The district’s board president, Dave Bonomo, led Sunday’s swearing-in ceremony through the honor guard presenting and posting the colors, the welcome, the invocation, the guest speaker, and the swearing-in and pinning of the members.
“With our first full-time chief,” Bonomo said of Steffes, “he became the first full-time sworn officer. As a result, we decided to swear in our current officers and new officers, along with all the new firefighters hired within the last year.”
Bonomo said that even though the department is a full-time one, manned and operated 24 hours a day, seven days a week, it uses part-time firemen, many of whom are professional firefighters in other departments.
Bonomo said 2013 has proven to be quite a year for the department, especially for the new hires.

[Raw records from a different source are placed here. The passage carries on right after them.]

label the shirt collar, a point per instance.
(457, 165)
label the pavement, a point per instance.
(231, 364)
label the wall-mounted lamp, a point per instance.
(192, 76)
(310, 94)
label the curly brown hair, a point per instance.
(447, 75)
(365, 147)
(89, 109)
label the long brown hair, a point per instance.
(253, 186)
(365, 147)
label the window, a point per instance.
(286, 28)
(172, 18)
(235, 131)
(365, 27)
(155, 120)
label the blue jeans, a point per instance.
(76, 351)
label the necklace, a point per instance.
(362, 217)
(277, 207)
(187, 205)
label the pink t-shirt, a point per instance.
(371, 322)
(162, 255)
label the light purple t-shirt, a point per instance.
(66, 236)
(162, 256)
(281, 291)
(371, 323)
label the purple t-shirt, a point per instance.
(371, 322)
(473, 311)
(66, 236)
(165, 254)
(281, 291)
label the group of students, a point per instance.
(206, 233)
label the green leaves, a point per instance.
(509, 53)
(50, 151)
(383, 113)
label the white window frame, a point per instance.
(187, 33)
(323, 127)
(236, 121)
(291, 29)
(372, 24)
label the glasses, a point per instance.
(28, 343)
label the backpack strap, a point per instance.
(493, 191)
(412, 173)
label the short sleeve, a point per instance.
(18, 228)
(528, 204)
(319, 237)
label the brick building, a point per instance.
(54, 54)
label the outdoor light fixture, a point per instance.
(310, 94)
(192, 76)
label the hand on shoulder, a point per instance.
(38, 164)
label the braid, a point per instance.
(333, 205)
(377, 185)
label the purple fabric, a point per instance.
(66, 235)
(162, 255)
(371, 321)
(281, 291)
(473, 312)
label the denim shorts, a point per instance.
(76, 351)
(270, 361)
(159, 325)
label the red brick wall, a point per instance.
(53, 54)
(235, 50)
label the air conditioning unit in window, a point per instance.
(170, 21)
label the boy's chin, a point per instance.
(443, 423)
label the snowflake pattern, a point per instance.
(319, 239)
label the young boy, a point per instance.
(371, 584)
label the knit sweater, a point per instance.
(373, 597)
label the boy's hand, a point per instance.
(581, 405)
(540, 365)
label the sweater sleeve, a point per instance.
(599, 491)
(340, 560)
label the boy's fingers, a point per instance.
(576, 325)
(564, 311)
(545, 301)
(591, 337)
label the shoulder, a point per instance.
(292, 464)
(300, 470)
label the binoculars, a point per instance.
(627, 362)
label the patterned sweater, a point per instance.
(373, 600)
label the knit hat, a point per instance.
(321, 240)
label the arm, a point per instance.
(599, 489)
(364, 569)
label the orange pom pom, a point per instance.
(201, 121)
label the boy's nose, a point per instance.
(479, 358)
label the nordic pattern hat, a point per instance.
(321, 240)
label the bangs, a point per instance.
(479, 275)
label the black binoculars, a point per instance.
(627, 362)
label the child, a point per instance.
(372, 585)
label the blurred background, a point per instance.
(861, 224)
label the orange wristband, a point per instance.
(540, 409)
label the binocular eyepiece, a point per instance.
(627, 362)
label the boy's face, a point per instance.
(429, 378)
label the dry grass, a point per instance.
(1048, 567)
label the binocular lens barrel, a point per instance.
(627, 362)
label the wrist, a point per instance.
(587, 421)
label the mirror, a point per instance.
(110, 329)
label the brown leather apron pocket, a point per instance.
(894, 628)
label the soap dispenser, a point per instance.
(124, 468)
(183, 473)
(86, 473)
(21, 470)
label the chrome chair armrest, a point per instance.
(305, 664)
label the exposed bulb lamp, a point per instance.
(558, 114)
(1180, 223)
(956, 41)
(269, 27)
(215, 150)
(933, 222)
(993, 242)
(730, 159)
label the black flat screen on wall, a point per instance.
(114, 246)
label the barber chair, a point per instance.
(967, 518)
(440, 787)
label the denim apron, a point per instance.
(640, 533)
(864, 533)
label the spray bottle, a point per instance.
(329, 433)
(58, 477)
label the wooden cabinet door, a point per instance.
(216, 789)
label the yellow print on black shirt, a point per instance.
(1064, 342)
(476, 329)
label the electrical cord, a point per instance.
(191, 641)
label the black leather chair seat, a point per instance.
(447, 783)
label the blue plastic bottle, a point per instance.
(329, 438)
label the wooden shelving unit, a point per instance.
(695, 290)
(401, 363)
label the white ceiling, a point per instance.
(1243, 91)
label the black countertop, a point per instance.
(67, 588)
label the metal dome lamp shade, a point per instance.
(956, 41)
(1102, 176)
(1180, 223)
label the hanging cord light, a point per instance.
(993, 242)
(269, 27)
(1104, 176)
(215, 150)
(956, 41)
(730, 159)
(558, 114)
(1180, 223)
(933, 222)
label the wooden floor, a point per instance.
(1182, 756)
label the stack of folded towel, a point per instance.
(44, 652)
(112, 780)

In a single six-day period, he said, they battled a business fire, an apartment building fire, a house fire, and a house explosion.
Then a few days later, a plane landed on Illinois 47.
The guest speaker of the event was Bonomo’s brother, Andrew Bonomo Jr., who has been fire chief of the York Center Fire Protection for 25 years and in the fire service for 40 years.
Chief Bonomo began with a nod to recently retired Morris Fire Chief Bob Coleman.
“To Chief Coleman, a chief I’ve known for many years,” he spoke, “thank you for your years of service. You have paved the way for us and now it is our turn to carry the torch.”
To those who were about to be sworn in, he had advice to be very careful with social media, to watch each other’s backs, and to never stop training.
“You are or will be part of a great tradition,” he said. “The patch you wear says Morris Fire District. Wear it with pride.”
Steffes addressed the new firefighters with words of caution for them and their families. They must understand the commitment, he said, of their loved ones.
“When you become a Morris firefighter,” he said, “you are making a commitment to your fellow firefighters, to the fire district, and to the citizens of our fire district. You will be dedicating yourself to learn the job through countless hours of training — preparing for the worst and hoping for the best. You will be called upon to answer many different calls for help and assistance. These calls will come at the most inopportune times of the day and night.”
Without the support of their families, he told them, they will have a difficult time succeeding.
To his officers, he gave his congratulations and told them he and Deputy Chief Wills know they are ready to face the challenges ahead.
Steffes also told Wills that Wills was “one of the greats,” a second-generation firefighter as the son of a firefighter. Wills’ son is also a Morris firefighter.
Keith Jurek was one of the newly sworn-in firefighters. His father, Jack, from Frankfort, and his fiancé, Caryn Smith, were in the audience.
“We are all very proud of him,” his father said. “It’s a great accomplishment to become a fireman. It’s quite an honor.”
Jack Jurek said that he remembers his son wanting to be a firefighter for years.
“Ever since I was a little kid and I would see the big red truck, I wanted to be a firefighter,” Keith Jurek said. “I love it. I feel like part of the family here already. I look forward to being able to help. I feel this department is just great.”
Michael Kucia, of New Lenox, was another new firefighter sworn in Sunday.
“It feels good,” Kucia said. “I always wanted to be a fireman.”
Kucia’s grandfather, Joe Cambria, is a retired Deputy District Fire Chief in Chicago, and he pinned Kucia during the ceremony Sunday.
“I’m proud of him,” Cambria said. “My advice to him is to be safe. Listen to his officers and keep his eyes open and his mouth shut.”
Steffes concluded his speech on Sunday with a quote from Shakespeare — “We few, we happy few, we band of brothers. For he today that sheds his blood with me shall be my brother.”